馬車で到着した荷物を、倉庫の指定された区画に運び込んでいく。
一台分でいくら、という仕事。
特に身元を問われない手軽な仕事ではあるが、重労働のためシン一人ではとても請け負えないものだ。
アロウから割り当てられた個数を運び終えた時には、シンはへとへとになっていた。
荷主に報告をしていたアロウが報酬を手に戻ってくる。
「ほら、お前の分。」
アロウは床にへたり込んでいるシンに、手のひらにのせた硬貨を見せる。
そのうちの数枚を取ってシンに渡そうとした。
「…それ、どうやって分けたの?」
シンはじっと手のひらの硬貨を見つめる。
灰色っぽい硬貨は銀貨で、茶色っぽい硬貨は銅貨。
シンにはその両替比率はわからないし、計算も苦手だ。
だからといって警戒心を忘れたりはしない。
報酬をちょろまかす依頼主が多いことくらい、シンは知っている。
眉を寄せて硬貨を見つめるシンを見て、アロウはふと表情を緩ませた。
「銀貨は大体銅貨10枚分。報酬は銀貨3枚と銅貨2枚だ。」
自分の財布から銅貨を取り出し、銀貨1枚と銅貨10枚を取り換え床に並べて見せる。
「俺はお前の3倍は運んだから…」
言いながら銅貨の山を均等に4つに分け、1つ分の山をシンの方へ押しやる。
「これがお前の取り分。銅貨8枚。」
実際は銀貨は銅貨7枚分くらいだし、アロウの運んだ量はシンの軽く5倍を超えていた。
だが、アロウはしれっと嘘をつく。
シンに有利な嘘を。
物価の相場感覚から違和感は感じるかもしれないが、嘘と言い切れるほどでもないラインだ。
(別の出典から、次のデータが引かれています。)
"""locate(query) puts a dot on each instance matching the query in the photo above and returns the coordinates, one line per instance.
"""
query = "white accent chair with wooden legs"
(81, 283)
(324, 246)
積まれた銅貨をじっと眺めた後、シンはアロウを見上げておずおずと切り出す。
「あんたの部屋…今日も借りれる?」
「いいぜ。特に支払いが増えるわけでもなし、銅貨3枚ってとこだ。」
あっさり答えるアロウに、シンの表情が明るくなる。
「ほんと!?じゃあこれで貸して!」
そう言って受け取った銅貨から3枚掴んでアロウに押し付ける。
「約束だからな!あとで"なし"とか言うなよ!?」
「あ、ああ」
なんとなく約束を反故にする相手ではない、という気はしていたが、シンは念を押す。
勢いに押されてアロウが硬貨を受け取ると、シンは立ち上がった。
「ボク、ちょっと出かけてくる!部屋、約束だぞ!」
「えっ!?おい、この雨でどこに…」
「すぐ戻るから!」
アロウの問いを置き去りに、シンは倉庫を飛び出した。